Education: some obvious observations
See: Creative partnerships (arts in education programs, UK)
Room 13 (arts in education, Scotland)
* Arts education is on-going. It doesn't only involve students in schools or universities, but the general public: and an important aspect of this education is how art is presented in the mass media.
* The major problems faced in audience/readership development, especially for new work, is the lack of artform literacy in the general audience.
* William Osborne observes: "Europeans combine arts education with the living presence of the performing arts within their communities. Classical music is far more relevant to young people when performing arts organizations are a highly present and esteemed part of their city or region." Where arts education in schools and universities is combined with exposure to a lively contemporary arts and performance scene, students will become part of the future audience.

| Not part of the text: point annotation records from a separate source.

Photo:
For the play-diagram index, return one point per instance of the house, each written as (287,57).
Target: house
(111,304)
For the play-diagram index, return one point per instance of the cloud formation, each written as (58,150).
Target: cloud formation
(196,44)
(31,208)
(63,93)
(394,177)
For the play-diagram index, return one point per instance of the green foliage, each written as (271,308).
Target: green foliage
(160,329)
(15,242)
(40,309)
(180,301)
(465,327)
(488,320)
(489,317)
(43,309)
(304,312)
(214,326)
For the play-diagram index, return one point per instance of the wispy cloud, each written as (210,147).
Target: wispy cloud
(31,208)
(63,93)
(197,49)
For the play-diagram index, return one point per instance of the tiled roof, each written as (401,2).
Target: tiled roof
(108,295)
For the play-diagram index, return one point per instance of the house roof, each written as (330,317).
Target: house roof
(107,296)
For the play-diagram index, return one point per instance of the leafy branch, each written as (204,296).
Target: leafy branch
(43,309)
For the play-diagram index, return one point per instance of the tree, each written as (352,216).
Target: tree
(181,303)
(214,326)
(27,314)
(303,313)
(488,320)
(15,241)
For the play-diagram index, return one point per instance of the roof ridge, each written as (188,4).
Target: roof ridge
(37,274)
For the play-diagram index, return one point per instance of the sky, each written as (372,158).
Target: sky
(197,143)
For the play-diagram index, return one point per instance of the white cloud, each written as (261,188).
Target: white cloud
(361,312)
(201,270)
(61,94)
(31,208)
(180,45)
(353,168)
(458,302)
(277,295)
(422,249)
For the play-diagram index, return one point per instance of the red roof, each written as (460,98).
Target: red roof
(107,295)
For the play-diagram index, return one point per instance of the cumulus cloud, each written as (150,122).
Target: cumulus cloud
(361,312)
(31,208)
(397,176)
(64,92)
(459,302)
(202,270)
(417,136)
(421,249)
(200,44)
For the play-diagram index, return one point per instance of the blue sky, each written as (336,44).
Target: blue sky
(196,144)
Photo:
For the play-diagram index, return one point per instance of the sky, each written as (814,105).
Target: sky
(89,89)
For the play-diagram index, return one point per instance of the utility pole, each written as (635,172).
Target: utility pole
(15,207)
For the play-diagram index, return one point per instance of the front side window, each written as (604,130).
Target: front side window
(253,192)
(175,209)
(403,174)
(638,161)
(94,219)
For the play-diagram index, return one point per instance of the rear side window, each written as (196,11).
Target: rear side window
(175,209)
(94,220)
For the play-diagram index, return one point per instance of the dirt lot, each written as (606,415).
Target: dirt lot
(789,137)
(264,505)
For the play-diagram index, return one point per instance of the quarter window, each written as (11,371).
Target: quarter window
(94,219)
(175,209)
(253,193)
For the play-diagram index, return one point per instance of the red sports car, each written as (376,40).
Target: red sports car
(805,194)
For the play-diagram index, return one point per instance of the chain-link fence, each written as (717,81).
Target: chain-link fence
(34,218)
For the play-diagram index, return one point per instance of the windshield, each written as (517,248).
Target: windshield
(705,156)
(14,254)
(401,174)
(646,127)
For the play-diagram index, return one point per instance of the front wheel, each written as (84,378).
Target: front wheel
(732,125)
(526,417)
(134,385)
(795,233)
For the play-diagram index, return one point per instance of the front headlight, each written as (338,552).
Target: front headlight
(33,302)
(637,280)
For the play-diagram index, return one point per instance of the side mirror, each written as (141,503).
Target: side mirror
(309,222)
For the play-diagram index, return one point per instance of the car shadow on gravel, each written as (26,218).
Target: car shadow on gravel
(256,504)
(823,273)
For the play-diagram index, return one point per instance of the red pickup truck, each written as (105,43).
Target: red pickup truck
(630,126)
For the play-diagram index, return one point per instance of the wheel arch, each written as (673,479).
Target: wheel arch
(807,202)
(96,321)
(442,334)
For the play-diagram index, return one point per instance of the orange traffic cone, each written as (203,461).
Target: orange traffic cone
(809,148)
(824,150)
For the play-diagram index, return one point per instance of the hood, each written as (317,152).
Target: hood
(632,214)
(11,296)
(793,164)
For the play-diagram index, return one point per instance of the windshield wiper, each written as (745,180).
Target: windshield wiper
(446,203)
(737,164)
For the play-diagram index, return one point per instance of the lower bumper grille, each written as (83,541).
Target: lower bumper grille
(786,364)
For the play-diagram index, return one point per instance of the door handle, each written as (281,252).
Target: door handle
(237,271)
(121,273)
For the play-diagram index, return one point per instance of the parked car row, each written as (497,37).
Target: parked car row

* Studies of reading patterns and music activity show that the greatest fall-off happens in secondary school, when students' activity in these areas falls markedly. As the Australian Centre for Youth Literature's 2001 survey on reading patterns in young people discovered, students explain this is because reading becomes focused on school work, and because of the time demands of schoolwork istelf. A major reason for decline in reading was that young people were no longer encouraged to read for pleasure, by being given free reading time. The crucial nexus for young people is to establish the link between art and pleasure.
* This decline in engagement coincides with the period when young people most need to find an arena for personal expressiveness and creativity, which for many people lies in the arts. I would argue strongly that this is crucial to the developing mental health of an individual, and that the educational disconnect that happens in adolescence is in part responsible for the rising rates of mental illness in the wider community.
* All children and young people deserve the chance to become literate in the arts. However, in Australia the opportunity to participate in the arts is by no means available to all in the education system.
* Arts in education programs are not sufficient, since they make art a pedagogical activity, which falsifies the experience. Arts companies of all kinds need to take the needs of young people seriously in constructing their primary public programs.